TO THE EDITOR
Handheld digital pleural manometers (DPMs) are used to measure pleural pressure during thoracentesis. Lee et al demonstrated concordance between pleural pressure measurements done with a DPM and with an electronic transducer manometer.1
Only static intrathoracic pressure can be measured with the DPM. Pleural pressure is usually measured at the beginning of the thoracentesis (opening pressure), after removal of 240 cc of fluid, and at the end of the thoracentesis (closing pressure). To our knowledge, no published studies document the negative pressure that occurs during the actual drainage. This letter focuses on the difference between the negative pressures generated with manual intermittent suction (MIS) vs the negative pressure bottle (NPB).
CASE REPORT
A 73-year-old male with a history of stage IV adenocarcinoma of the lung presented with progressive shortness of breath. Thoracic ultrasound examination demonstrated a large right pleural effusion. Ultrasound-assisted right-side thoracentesis was performed, and a DPM was used to measure pressures during the procedure. Three static pleural pressure measurements were assessed: the opening pressure, the pressure after the removal of 240 cc of pleural fluid, and the closing pressure. An NPB was used, and a total of 800 cc of pleural fluid was removed. No signs of lung entrapment were evident. Thoracic ultrasound confirmed the total removal of the fluid and the presence of pleural sliding at the conclusion of the procedure. The patient tolerated the procedure, confirmed improvement of his respiratory symptoms, and denied any chest pain or cough. A week later, the patient presented with dyspnea on exertion and reported the feeling of pleural fluid accumulation. Thoracic ultrasound confirmed reformation of the pleural fluid, and 760 cc of fluid was removed using a manual 60-cc suction syringe. As during the previous procedure, 3 pleural pressure measurements were performed and revealed the absence of lung entrapment. On both occasions, we measured the negative pressure generated by the suction device. The negative pressure generated by the NPB started at approximately –115 cm H2O. Following the removal of 800 cc of fluid, the bottle pressure was approximately –75 cm H2O (Figure 1). On the other hand, when MIS was performed with a 60-cc syringe, the negative pressure was approximately –250 cm H2O each time with a fully pulled syringe (Figure 2). Despite the large difference between the negative pressures generated in each method, we saw no difference in the outcomes (Table).
DISCUSSION
The DPM is a new tool that can measure pleural pressure during thoracentesis.1,2 The DPM is especially useful for patients with a high risk of expansion pulmonary edema or with lung entrapment.3 Young patients with large pleural effusion (>3 L) and more than 7 days' duration of lung collapse are at risk for developing expansion pulmonary edema.4,5 Obtaining static measurements of the pleural pressure while performing thoracentesis can provide information about the intrathoracic pressure. The measurements identify any sudden drop in the intrathoracic pressure and provide an early sign of lung entrapment. Our patient did not have any signs of lung entrapment during either procedure.
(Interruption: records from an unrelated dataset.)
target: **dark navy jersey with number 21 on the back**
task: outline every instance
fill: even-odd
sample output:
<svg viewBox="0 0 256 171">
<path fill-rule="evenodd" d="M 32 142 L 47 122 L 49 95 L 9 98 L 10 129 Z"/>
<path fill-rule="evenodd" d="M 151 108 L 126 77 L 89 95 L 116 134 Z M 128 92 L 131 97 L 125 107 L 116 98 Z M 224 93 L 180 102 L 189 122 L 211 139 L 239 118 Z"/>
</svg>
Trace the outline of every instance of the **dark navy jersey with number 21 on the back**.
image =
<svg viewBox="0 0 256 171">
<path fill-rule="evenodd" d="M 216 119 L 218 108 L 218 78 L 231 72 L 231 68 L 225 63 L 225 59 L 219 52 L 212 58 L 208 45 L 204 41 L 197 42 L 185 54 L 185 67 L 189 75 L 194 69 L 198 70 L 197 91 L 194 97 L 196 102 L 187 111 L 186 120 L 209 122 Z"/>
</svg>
The amount of negative pressure generated by the NPB and MIS during the fluid removal process is significantly different. Although we saw no difference in the outcomes at the end of each procedure, the amount of negative pressure generated with MIS exceeded the negative pressure generated by the NPB by approximately 100 cm H2O with each syringe filling. On the other hand, the negative pressure generated by the NPB is a continuous negative pressure throughout fluid drainage that is inversely reduced by the volume removed. One of the factors that can contribute to the development of expansion pulmonary edema is the speed of the fluid removal. Considering both methods, the negative pressure generated by MIS can reach approximately –250 cm H2O with full syringe expansion and can cause more rapid fluid removal. Also, MIS can cause intermittent fluctuations in the intrathoracic pressure. To avoid the rapid removal of fluid and pressure fluctuations while using MIS, a gentle manual negative pressure can be applied.
The outcomes of both procedures did not show that one method was superior to the other. However, the NPB method is less cost effective than MIS because of the price of the bottles.
Our findings are an eye-opener about the amount of pressure generated with manual fluid removal.6 However, the real negative pressure generated by each method cannot be confirmed by static intermittent measurement of the pleural pressure. Intrathoracic pressure should be continuously measured to obtain the real correlation between the negative pressure generated and the pleural pressure.